There will always be oppressor and oppressed to one degree or another, and it can take many forms. Where does freedom start and stop? Many times, people don’t want freedom as much as they want peace. Whether Hutu or Palestinian, Amazon Indian or Watts resident, I suspect they would all welcome a little more peace!

“There will always be oppressor and oppressed”... That’s very easy for one of the unoppressed to say. You might want to ask the dead and oppressed if they agree. If you want to know where freedom starts and stops, ask those who are already oppressed. Offer to trade places with them. I suspect that they could tell you where it stops, and accept your offer immediately.

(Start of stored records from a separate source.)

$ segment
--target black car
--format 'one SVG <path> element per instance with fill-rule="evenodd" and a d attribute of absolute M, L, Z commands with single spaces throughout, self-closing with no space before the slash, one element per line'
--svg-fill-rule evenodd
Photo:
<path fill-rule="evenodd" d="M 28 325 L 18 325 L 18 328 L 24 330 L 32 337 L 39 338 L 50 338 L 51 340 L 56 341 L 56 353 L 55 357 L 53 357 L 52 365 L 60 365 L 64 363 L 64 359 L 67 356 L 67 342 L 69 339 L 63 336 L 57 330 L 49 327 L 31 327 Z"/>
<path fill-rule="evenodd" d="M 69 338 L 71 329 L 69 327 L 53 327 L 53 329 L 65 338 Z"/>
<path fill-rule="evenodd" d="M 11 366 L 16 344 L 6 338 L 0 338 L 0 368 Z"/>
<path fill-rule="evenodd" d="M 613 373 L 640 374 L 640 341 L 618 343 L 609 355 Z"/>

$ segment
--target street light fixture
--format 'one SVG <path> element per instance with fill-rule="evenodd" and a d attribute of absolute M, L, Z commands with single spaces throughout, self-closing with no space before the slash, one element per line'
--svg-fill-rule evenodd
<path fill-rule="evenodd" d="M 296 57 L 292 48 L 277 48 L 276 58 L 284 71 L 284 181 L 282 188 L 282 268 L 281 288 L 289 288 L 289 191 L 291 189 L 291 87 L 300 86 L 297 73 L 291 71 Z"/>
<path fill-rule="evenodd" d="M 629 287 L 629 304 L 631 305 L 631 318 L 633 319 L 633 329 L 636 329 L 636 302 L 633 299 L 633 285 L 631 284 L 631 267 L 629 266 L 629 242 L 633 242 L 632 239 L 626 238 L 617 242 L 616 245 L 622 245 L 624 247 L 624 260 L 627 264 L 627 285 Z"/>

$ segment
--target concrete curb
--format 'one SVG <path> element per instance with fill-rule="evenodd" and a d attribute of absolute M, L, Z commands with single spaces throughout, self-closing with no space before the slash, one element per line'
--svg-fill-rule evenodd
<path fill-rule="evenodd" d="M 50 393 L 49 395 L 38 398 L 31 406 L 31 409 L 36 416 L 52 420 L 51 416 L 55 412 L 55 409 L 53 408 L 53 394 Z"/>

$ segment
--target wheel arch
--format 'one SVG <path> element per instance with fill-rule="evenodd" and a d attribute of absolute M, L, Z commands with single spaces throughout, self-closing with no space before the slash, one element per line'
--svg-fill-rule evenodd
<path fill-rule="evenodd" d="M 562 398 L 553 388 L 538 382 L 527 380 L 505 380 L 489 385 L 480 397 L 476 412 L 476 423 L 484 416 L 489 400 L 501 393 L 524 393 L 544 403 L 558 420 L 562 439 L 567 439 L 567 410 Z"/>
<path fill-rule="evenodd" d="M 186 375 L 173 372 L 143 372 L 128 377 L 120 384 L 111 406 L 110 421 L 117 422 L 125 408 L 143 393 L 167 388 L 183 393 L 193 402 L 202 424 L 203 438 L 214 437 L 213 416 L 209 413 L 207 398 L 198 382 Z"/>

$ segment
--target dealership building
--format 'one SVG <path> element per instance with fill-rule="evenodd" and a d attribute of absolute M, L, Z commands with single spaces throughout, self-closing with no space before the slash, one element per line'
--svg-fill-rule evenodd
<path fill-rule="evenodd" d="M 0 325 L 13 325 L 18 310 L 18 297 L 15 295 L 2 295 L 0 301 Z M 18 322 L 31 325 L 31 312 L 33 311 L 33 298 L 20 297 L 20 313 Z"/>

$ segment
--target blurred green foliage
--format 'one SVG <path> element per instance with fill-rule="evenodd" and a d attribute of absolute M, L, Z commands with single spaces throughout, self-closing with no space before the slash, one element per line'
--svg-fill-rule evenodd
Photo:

This isn’t a mere semantic question to those who die at the dictator’s whim.

And your argument is that The Gulag Archipelago is not a great literary work? This is a man who was dragged from his home by the legal authorities. That his story isn’t War and Peace hardly invalidates what Solzhenitsyn was saying. He was talking about loss of freedom, he wasn’t trying to wow you with flowery prose.

The last paragraph I wrote was:

If China is honest in its claims that it will not infringe Hong Kong rights, these firearms will gather dust beneath the floorboards and behind the walls of Hong Kong apartments.

Hardly a call for insurrection, is it? I’m not arguing that we force the Hong Kong people to go armed against the Chinese government. I’m merely saying that we should make sure that they can make that choice for themselves. What is there to disagree with in that?

Anything else is asking them to be slaves in their own fucking country.